Super-enhancers are specialized transcriptional regulatory elements pivotal for establishing and maintaining cell identity. Since their identification in 2013, SEs have garnered considerable attention as promising therapeutic targets in oncology. However, despite substantial progress, the molecular mechanisms and translational potential of SE-targeted strategies are not fully systematized, necessitating a comprehensive bibliometric analysis to map the intellectual landscape and guide future research.

Methods

We conducted a bibliometric analysis of 928 publications (2013–2024) from the Web of Science Core Collection using VOSviewer, CiteSpace, and R. The study employed co-occurrence, co-citation and cluster analysis to profile the research landscape, identifying leading contributors, influential works, and conceptual themes.
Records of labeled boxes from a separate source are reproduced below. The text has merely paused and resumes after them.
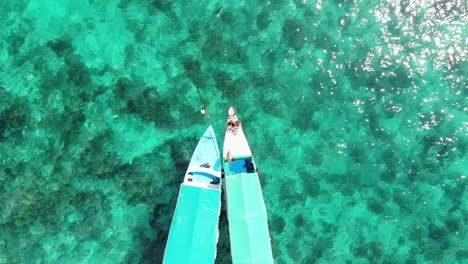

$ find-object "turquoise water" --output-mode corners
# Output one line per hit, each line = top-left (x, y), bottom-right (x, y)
(0, 0), (468, 264)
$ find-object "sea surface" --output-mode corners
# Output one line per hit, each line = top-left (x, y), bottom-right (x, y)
(0, 0), (468, 264)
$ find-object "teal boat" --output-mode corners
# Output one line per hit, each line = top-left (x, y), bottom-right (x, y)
(163, 126), (222, 264)
(223, 107), (273, 264)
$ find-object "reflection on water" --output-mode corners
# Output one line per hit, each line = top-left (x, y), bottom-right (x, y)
(0, 0), (468, 264)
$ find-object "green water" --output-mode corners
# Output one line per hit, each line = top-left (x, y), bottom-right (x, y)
(0, 0), (468, 264)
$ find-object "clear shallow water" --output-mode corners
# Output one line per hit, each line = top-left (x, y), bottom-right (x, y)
(0, 0), (468, 264)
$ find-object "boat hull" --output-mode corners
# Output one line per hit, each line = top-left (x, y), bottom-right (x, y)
(163, 126), (221, 264)
(223, 108), (274, 264)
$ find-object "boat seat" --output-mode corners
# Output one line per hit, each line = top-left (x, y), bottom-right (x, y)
(186, 167), (221, 183)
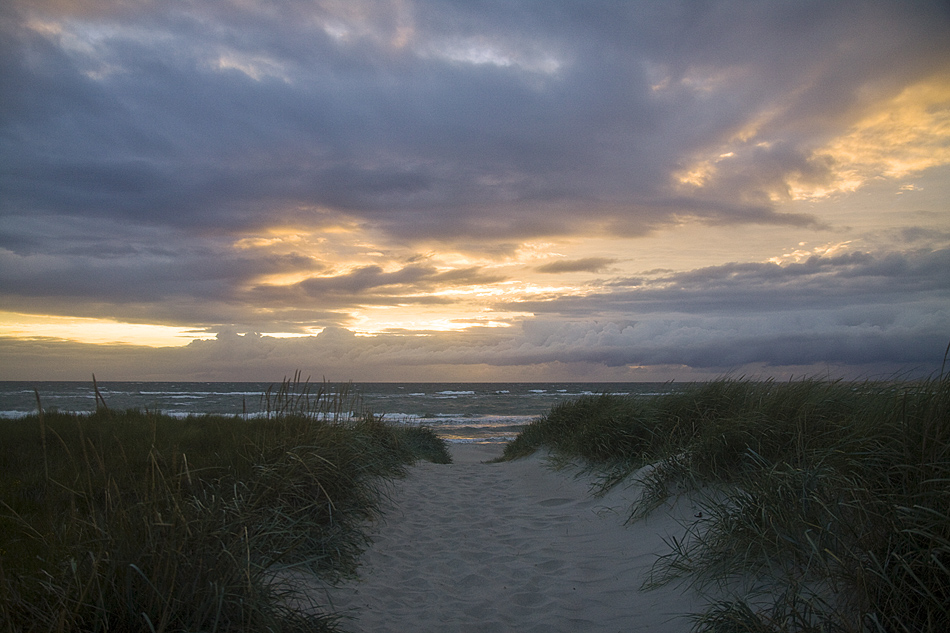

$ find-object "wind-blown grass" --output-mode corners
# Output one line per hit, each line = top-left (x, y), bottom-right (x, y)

Temporal analysis and burst detection were further applied to track evolution and pinpoint emerging frontiers in super enhancer-targeted cancer therapy.

Results

The intellectual architecture is dominated by the United States and China, with Harvard Medical School and Shanghai Jiao Tong University as pivotal institutions and Young Richard A. as the most influential author. Temporal mapping revealed a progression from core themes like “gene expression” and “selective inhibition” to contemporary foci on “drug resistance” and the nascent frontier of “enhancer RNA”, signaling a collective shift from basic biology to therapeutic innovation.

Conclusion

This study consolidates a decade of progress in super enhancer-targeted cancer therapy, mapping its evolution from mechanistic discovery to translational ambition. By pinpointing emergent frontiers such as enhancer RNA, our analysis provides a strategic roadmap to guide future research and accelerate the clinical translation of super enhancer-directed strategies, ultimately aiming to overcome persistent therapeutic barriers such as drug resistance in oncology.